Как ни тяжело было у нее на душе, когда она узнала об аресте Танхума, все-таки до вчерашнего дня еще теплилась надежда, что муж скоро вернется домой. А теперь, когда ей объявили, что Танхум осужден, тягостное чувство одиночества стало особенно острым.
«Хорошо, что отец привез Кейлу с Айзиком, что бы я без них делала? Как-никак они мне очень помогают по хозяйству, да и веселее, когда в доме есть живая душа», – думала Нехама.
Между тем осень вступала в свои права, становилось холоднее, из затянувших небо серых туч непрестанно моросил дождь, в степи разгуливал пронизывающий до костей сырой ветер. Все это нагоняло на Нехаму такую беспросветную тоску, что она порой бродила как неприкаянная, не находя себе места.
А Кейла с Айзиком, работая с рассвета и до позднего вечера, ни о чем не тревожились. Уставшая за день старуха сразу же после ужина заваливалась спать. Нехама же, стараясь отвлечься от тяжелых мыслей, допоздна беседовала с Айзиком. Вспоминая о своей юности, об общих знакомых, она почти забывала свое горе. Нехаме приятны были эти беседы, Айзику же льстило, что хозяйка разговаривает с ним, как с равным, нет-нет да и улыбнется ему ласково, за столом заботливо подложит кусок получше. Но, как и в былые годы, когда он заглядывался на Нехаму, он и теперь, возмужавший, сильный парень, порою смущался перед нею и краснел, как мальчишка.
Однажды Нехама спросила у него:
– Почему ты до сих пор не женился, Айзик?
– А кто пойдет за такого бедняка?
– Выбери себе невесту побогаче, с приданым – вот и станешь жить в достатке, хозяином, – посоветовала ему Нехама.
– Богатая невеста и жениха ищет богатого, с капиталом, а я что?… – возражал Айзик.
– Можно быть богатым, да несчастным, – с горечью отозвалась Нехама. – Главное в жизни – счастье, а его ни за какие деньги не купишь.

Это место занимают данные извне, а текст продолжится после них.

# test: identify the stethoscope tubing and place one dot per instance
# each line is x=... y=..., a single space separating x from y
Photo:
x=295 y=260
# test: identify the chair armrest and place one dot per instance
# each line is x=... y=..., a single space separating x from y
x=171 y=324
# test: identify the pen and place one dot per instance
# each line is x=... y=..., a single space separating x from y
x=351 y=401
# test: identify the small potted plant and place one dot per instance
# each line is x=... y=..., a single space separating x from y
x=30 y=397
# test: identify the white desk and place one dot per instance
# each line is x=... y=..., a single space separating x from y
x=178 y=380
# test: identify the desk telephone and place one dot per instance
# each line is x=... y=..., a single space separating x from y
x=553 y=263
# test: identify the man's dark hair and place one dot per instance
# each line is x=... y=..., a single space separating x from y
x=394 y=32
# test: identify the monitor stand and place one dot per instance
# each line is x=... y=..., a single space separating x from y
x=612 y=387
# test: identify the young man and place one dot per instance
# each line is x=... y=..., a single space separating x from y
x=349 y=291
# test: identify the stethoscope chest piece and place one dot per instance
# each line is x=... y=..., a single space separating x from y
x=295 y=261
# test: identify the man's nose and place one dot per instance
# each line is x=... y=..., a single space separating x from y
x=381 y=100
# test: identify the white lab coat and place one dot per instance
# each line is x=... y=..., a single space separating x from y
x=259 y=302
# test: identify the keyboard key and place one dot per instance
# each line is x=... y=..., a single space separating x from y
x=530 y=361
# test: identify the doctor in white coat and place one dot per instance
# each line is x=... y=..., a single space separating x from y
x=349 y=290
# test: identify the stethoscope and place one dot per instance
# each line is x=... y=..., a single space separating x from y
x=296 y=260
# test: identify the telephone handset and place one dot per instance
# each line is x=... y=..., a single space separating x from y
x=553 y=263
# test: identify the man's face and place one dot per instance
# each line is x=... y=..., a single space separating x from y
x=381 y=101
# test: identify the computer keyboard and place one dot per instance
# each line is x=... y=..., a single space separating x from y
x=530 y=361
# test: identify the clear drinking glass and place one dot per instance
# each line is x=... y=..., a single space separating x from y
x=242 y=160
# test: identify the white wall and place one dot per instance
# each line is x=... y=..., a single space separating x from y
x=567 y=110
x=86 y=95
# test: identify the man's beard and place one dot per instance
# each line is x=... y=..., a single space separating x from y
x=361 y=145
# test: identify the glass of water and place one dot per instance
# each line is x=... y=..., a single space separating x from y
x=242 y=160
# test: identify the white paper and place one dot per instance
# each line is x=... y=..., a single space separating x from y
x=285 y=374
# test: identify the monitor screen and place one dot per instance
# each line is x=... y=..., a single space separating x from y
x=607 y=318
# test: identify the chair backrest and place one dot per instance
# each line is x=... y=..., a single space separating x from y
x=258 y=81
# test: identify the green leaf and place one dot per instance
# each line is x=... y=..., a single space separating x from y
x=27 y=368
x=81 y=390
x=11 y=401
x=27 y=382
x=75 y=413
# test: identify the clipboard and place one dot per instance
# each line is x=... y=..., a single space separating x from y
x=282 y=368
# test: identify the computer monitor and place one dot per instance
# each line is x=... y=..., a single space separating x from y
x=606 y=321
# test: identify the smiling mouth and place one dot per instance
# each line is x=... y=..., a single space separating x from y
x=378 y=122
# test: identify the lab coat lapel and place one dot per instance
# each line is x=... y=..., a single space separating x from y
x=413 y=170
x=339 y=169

…Счастье? Только со слов других знал Айзик, что на свете есть счастливые люди, сам же никогда не знал счастья. Мать свою он смутно помнил: она умерла, когда он был еще несмышленышем. Отец привел в дом мачеху, которая невзлюбила сироту, била по всякому поводу и морила голодом. А отец редко бывал дома. Приедет в канун субботы или на праздники, навезет всякой всячины – муки, крупы, масла, а то и курицу или фрукты – и опять уедет. Только мало что перепадало из этого Айзику, разве что пока отец бывал дома. А потом мачеха прятала все от пасынка в чулан.
Не в силах выносить издевательства и побои мачехи, Айзик убежал из дома. Отец долго искал его, но так и не нашел. Оборванный, опухший с голоду, после тяжелых мытарств приплелся он наконец к своей тетке Кейле, и она приняла мальчика, как родного сына.
Долго оставаться у тетки он не мог: Кейла и сама еле-еле перебивалась, и кормить племянника ей было не под силу. Вот и пришлось ему, не окрепшему еще подростку, батрачить у кулаков, которые кормили его впроголодь, спать отправляли в хлев, а работать заставляли с рассвета и дотемна.